Adalrik releva les yeux vers Vardan. Ils chevauchaient depuis la matinée précédente, pourtant c'était là les premiers mots lui étaient adressé. Ils traversaient la forêt de Myrkvior de jour comme de nuit : deux groupes se relayaient, ce qui permettait au convoi d'avancer deux fois plus vites que s'ils ne suivaient les méthodes de voyage communes. Adalrik semblait pour le moment s'en accommoder. Il prenait son deuxième tour, suivi de l'ombre de Vardan, le chef des gardes du convoi.

- Bien sûr.»

Adalrik n'était pas très matinal et la nuit passée à cheval n'arrangeait pas son humeur. Face à son attitude réservée, Vardan se contenta de rire. Il avait vu plus d'un jeune homme adopter cette tête au premier réveil lors de ses voyages.

- Tu t'y habitueras. Le voyage de nuit ne compte pas que d'inconvénients. Tes fesses seront aussi durs que le trône d'Odin dans très peu de temps ! »

- Non merci. Etant donné comment il a fini, je tiens à préserver mes fesses dans leur état actuel. »

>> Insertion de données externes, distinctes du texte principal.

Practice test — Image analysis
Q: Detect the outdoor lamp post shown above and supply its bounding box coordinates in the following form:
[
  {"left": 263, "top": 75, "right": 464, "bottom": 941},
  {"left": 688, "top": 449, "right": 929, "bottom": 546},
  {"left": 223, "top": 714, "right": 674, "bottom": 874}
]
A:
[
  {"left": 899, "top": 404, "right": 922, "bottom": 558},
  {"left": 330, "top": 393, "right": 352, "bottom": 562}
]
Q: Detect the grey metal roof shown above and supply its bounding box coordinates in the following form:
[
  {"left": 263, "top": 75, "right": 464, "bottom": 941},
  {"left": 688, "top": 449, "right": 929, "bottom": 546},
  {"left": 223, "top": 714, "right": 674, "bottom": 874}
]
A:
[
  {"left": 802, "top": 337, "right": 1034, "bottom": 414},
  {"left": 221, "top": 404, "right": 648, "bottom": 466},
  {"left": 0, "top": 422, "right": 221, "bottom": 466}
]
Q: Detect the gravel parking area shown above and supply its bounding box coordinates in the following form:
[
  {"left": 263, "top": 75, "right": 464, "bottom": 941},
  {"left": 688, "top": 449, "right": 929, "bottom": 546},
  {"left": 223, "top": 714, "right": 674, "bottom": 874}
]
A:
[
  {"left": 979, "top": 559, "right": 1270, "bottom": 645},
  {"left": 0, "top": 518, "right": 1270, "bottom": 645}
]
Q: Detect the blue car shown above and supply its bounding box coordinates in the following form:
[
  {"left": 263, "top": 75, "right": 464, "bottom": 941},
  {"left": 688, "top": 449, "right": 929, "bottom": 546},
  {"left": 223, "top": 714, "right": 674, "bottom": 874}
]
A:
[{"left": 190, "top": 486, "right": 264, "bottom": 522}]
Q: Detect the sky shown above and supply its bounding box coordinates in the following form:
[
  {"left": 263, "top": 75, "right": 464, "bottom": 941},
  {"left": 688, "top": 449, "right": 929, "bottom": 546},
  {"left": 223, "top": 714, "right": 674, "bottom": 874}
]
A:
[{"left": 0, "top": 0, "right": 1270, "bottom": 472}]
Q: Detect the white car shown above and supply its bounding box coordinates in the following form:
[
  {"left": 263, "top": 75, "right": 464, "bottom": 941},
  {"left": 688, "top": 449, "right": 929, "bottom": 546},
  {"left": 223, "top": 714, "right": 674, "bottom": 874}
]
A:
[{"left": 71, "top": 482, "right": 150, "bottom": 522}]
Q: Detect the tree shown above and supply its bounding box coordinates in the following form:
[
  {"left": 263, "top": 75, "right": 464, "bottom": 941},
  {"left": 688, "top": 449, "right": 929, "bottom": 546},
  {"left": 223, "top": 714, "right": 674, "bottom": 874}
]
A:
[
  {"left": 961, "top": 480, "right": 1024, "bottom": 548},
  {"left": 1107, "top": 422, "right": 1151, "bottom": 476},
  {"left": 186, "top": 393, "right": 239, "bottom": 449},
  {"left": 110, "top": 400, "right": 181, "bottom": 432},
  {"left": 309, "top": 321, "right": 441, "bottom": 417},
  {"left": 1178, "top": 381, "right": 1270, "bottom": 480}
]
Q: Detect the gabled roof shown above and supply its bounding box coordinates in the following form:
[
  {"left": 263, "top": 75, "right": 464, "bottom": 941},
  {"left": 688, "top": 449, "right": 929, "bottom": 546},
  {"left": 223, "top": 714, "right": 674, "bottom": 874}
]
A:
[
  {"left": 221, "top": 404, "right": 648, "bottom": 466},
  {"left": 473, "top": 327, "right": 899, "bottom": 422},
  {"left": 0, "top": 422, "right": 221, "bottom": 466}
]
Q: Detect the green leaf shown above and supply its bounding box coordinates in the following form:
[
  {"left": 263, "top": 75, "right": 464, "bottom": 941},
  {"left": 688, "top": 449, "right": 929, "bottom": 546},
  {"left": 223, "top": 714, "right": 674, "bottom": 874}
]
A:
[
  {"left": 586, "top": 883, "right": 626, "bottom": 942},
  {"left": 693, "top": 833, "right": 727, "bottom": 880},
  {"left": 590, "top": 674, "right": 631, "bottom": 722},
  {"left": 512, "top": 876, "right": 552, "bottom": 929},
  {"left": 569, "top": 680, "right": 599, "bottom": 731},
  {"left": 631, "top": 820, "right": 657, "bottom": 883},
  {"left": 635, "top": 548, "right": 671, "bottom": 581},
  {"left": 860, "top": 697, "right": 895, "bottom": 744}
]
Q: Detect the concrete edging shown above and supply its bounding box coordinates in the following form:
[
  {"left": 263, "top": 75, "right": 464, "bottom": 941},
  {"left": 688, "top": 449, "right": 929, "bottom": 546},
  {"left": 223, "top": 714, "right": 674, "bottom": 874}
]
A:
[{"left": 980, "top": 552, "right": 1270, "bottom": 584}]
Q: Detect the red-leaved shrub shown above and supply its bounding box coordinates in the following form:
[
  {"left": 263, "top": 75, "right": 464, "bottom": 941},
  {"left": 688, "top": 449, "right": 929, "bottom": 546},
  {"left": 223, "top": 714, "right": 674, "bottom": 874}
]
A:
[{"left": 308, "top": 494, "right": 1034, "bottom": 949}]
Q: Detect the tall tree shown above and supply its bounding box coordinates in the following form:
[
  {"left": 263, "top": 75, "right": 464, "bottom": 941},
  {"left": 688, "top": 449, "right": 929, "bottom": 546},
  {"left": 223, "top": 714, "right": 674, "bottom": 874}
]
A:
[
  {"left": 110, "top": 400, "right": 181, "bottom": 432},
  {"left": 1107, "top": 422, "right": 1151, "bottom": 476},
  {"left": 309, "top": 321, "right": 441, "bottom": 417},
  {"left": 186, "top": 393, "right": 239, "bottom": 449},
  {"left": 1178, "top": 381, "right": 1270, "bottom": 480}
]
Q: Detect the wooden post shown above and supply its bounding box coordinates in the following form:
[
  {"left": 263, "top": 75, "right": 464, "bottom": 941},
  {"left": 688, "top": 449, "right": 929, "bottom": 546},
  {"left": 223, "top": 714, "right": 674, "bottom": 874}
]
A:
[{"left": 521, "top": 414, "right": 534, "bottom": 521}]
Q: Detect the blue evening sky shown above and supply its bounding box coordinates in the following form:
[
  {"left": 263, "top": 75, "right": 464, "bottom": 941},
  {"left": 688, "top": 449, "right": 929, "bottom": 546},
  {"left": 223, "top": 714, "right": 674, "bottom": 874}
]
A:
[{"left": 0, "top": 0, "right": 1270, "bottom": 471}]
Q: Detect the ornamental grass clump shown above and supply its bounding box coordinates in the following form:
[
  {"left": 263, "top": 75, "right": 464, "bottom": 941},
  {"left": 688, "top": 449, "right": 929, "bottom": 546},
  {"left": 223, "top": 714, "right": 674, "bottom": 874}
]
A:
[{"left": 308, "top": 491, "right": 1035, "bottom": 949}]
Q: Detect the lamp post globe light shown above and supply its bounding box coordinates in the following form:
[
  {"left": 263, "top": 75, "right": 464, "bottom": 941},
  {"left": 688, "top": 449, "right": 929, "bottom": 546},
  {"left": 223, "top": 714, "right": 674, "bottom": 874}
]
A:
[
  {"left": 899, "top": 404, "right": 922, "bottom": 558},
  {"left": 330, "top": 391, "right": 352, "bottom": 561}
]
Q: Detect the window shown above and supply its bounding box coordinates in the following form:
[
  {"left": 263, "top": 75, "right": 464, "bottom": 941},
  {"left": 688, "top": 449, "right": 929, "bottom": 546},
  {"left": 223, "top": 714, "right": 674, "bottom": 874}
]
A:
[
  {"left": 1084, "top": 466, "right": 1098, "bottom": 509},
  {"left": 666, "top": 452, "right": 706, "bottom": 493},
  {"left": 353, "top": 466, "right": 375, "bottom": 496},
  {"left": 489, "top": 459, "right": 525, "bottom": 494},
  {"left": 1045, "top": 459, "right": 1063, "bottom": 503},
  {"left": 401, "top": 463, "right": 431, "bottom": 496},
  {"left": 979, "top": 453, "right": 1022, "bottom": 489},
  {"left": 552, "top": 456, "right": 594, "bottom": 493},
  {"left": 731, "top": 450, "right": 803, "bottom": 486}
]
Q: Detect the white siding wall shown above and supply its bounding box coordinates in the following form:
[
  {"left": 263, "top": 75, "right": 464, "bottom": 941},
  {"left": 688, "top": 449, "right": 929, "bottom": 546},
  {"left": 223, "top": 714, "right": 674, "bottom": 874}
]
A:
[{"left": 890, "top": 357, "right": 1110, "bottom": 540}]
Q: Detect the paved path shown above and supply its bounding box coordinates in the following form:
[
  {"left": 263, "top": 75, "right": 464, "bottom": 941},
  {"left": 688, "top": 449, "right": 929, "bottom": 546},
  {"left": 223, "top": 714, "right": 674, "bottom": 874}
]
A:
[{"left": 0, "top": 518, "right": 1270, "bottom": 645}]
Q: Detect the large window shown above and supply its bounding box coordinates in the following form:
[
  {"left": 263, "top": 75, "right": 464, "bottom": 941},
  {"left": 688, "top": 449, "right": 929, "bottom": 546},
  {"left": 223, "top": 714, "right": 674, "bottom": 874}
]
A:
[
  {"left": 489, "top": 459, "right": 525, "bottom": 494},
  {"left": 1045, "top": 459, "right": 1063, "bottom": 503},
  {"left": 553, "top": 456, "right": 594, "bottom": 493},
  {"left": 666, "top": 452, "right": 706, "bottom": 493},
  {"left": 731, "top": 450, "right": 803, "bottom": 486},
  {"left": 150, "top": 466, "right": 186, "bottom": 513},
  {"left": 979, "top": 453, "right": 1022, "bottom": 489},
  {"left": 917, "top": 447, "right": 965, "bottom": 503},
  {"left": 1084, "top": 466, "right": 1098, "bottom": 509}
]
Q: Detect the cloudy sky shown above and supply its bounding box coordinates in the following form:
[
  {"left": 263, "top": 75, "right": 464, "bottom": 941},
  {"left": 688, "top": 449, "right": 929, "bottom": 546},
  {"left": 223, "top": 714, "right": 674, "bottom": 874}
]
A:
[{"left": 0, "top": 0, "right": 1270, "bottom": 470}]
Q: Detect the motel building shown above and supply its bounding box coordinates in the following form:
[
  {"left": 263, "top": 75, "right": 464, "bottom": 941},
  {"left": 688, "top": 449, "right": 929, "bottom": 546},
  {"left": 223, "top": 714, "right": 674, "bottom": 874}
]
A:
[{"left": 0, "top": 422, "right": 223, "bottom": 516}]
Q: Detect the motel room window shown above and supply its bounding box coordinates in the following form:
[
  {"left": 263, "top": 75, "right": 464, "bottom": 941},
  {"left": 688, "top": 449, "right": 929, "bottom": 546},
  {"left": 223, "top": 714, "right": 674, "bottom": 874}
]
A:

Vardan rit deux fois plus forts, donnant une grande accolade dans l'épaule du chevalier, ce qui le fit légèrement basculer en avant. Son cheval releva brusquement la tête, et Adalrik reprit une position normale dans sa selle, regardant Varan le doubler au trot, riant toujours. Il bougea son épaule de manière circulaire : quelle force il pouvait avoir ! Derrière sa carrure maigrelette, Adalrik n'avait pas soupçonné un instant qu'il pouvait se cacher une telle robustesse.

- Je ne savais pas que tu pouvais être drôle, gamin ! » lui confia-t-il en prenant une bouffée d'air entre deux gloussements. « Mais méfie-toi des anciens dieux, certaines histoires racontent qu'ils n'ont pas tous chuté lors du Ragnarök, et qu'ils hantent toujours la Plaine de Vigrid. » L'homme s'était assombri et avait laissé Adalrik le rejoindre.

- C'est bien pour ça que ce ne sont que certaines histoires. » répliqua ce dernier, bien décidé à ne pas s'en laisser conter une de plus.

- Qu'importe. La Plaine de Vigrid n'est de toute façon pas sur les Terres Connues. »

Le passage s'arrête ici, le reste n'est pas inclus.